((The following text is not dated, but other accounts put the move to Stanley on this day:))
We were then ordered out onto the streets and marched to the sea wall, where the oldest looking launches were awaiting to transport us to Stanley Peninsula, where we would be out of the way.
Again we were at the end of the line, and while we waited for our turn to be put on a launch, I saw a Japanese soldier beat a Chinese to death with a bamboo pole. He seemed to be thirsting for blood, and I was terrified that he would do the same to Owen. There was another Japanese soldier who had a golf club in his hand, who was making for an old Chinese woman who appeared to be in a rice queue. He swung his golf club with all his might at the back of her head and she fell like a stone. Thank goodness we moved on after that and were put on the launches, herded like cattle. We reached Stanley, where it was a "free for all" to find somewhere to live.

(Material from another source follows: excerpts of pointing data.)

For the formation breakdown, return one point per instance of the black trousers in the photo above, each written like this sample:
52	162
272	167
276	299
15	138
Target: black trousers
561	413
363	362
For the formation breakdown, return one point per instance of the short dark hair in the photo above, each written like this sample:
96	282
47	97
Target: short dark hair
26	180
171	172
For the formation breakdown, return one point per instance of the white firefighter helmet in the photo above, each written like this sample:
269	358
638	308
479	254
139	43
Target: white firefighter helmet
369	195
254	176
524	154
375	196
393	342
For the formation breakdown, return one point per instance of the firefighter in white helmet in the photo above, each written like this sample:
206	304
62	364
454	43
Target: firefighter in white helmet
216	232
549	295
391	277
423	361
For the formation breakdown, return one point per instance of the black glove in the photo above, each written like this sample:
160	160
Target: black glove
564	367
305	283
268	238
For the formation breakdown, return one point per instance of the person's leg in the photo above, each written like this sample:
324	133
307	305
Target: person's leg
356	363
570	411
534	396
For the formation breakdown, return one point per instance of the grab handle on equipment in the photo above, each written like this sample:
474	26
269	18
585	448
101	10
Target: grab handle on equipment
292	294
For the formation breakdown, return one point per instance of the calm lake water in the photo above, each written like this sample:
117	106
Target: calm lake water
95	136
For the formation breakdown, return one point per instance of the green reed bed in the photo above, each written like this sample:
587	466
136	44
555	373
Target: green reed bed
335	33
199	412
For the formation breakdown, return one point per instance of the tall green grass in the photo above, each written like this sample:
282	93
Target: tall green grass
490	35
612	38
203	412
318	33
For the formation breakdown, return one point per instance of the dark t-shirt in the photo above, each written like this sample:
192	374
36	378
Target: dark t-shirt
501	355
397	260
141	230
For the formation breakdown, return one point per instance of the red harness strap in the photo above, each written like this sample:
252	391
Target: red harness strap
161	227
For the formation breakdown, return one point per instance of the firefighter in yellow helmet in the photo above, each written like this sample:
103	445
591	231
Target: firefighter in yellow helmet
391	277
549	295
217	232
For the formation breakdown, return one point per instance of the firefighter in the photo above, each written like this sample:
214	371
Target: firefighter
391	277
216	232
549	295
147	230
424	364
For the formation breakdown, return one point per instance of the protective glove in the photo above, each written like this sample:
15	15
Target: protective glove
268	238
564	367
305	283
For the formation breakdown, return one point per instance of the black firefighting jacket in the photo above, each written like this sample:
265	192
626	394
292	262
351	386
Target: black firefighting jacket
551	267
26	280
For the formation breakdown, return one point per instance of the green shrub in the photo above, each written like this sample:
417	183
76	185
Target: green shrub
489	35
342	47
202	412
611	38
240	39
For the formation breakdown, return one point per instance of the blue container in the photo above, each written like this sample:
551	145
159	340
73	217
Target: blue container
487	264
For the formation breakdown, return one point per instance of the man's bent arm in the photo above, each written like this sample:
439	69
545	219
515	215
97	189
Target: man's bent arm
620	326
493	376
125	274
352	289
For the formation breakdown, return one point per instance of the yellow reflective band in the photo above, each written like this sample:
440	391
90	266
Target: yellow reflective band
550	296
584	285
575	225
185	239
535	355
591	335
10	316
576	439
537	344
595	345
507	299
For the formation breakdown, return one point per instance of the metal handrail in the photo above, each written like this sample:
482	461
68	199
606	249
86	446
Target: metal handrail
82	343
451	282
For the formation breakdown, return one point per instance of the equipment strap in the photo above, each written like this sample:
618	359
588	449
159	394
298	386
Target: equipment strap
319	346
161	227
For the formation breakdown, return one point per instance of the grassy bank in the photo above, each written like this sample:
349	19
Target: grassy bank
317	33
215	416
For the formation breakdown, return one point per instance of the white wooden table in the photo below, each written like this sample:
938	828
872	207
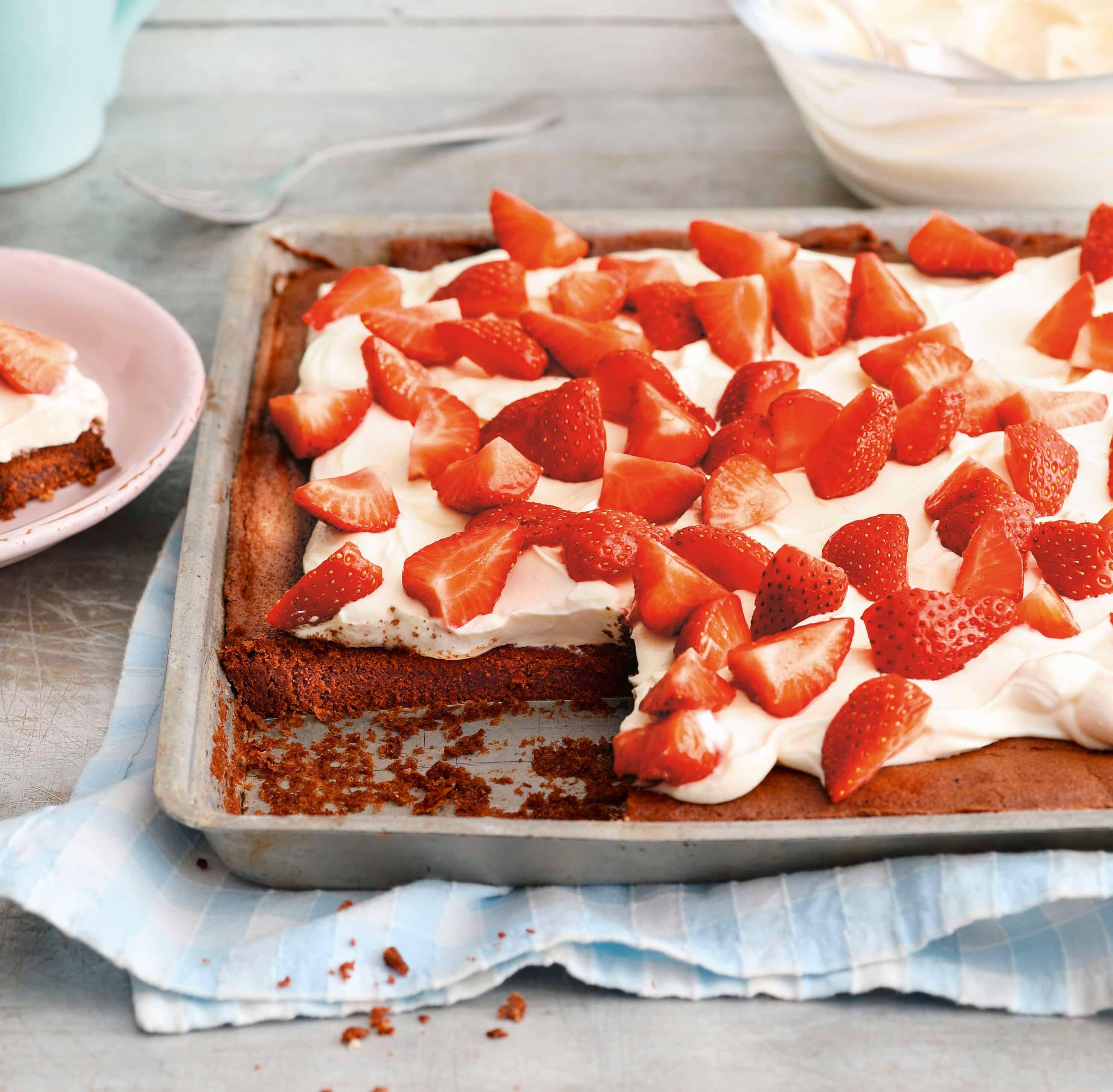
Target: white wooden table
669	104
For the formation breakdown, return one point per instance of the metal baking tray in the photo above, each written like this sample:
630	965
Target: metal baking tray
379	850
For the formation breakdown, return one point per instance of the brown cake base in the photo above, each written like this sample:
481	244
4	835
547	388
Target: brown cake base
37	474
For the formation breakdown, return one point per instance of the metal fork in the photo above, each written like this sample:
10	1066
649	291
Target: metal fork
246	203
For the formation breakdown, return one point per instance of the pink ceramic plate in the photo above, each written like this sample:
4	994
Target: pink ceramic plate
149	370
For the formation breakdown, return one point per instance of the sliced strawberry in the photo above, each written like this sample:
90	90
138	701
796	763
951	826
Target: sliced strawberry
462	577
660	491
1044	612
785	673
601	545
447	430
341	579
795	586
748	435
577	345
530	236
1075	559
873	552
498	345
561	430
798	419
753	389
1042	465
660	429
930	635
1058	332
926	426
589	294
498	473
992	565
1058	409
413	330
668	589
33	363
880	304
714	630
667	313
812	308
733	252
360	501
882	362
316	422
742	493
852	451
689	684
880	720
1097	256
360	289
736	317
943	247
672	750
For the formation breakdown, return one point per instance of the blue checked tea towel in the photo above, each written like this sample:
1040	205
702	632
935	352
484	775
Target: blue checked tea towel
1029	933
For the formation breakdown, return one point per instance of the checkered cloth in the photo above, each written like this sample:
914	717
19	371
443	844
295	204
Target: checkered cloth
1028	932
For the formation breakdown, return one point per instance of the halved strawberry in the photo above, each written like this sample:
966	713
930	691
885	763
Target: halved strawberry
33	363
447	430
873	552
1075	559
660	429
689	684
882	362
741	493
785	673
943	247
798	419
462	577
560	430
853	449
498	473
576	345
413	330
733	252
589	294
668	589
730	558
714	630
748	435
930	635
314	422
498	345
360	501
602	545
736	317
812	308
926	426
1043	610
341	579
1097	256
753	389
992	565
880	720
357	290
660	491
795	586
530	236
667	313
1058	332
672	750
880	304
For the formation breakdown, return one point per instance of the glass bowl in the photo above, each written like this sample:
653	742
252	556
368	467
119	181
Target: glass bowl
895	136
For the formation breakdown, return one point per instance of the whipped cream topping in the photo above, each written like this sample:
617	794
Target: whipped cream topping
1023	685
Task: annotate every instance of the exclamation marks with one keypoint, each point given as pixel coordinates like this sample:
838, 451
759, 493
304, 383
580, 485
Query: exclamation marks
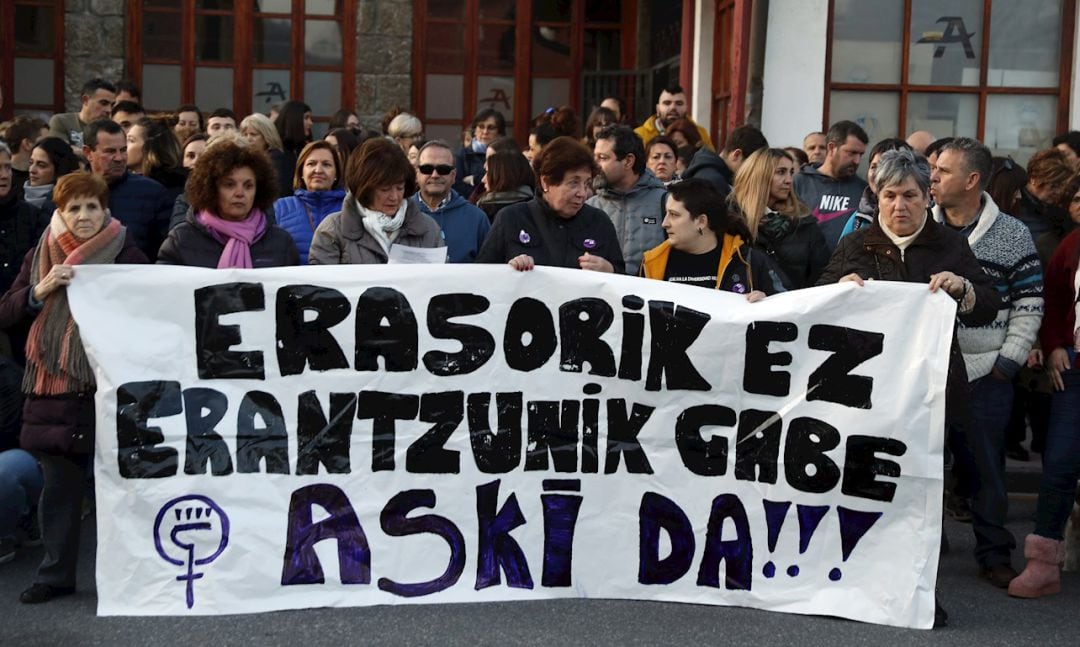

Stanley consisted of the prison warders' quarters, several bungalows, and a college. Five thousand of us had to find accommodation! We five (Carmen, Mary, Alec, Owen, and myself) found a room with a mother, father, and daughter, in what was known as the married blocks, which had been occupied by the European staff of the prison, and was really the headquarters of the camp where all the administration was carried out. There was little or no furniture anywhere, as the whole place had been looted, so we had to sleep as best we could, all eight of us. There was a double bed in the room and the parents and daughter slept in that; I slept on the floor on a none too clean mattress with Alec and Owen, Mary and Carmen did their best to share a camp bed.
While we were all trying to settle ourselves, an old piano was found in one of the flats, which was brought down onto the lawn outside, where someone started playing all the old songs that everyone knew, so all joined in a "sing-song". The Japanese could not understand this; we had been defeated, and here we were singing for all we were worth!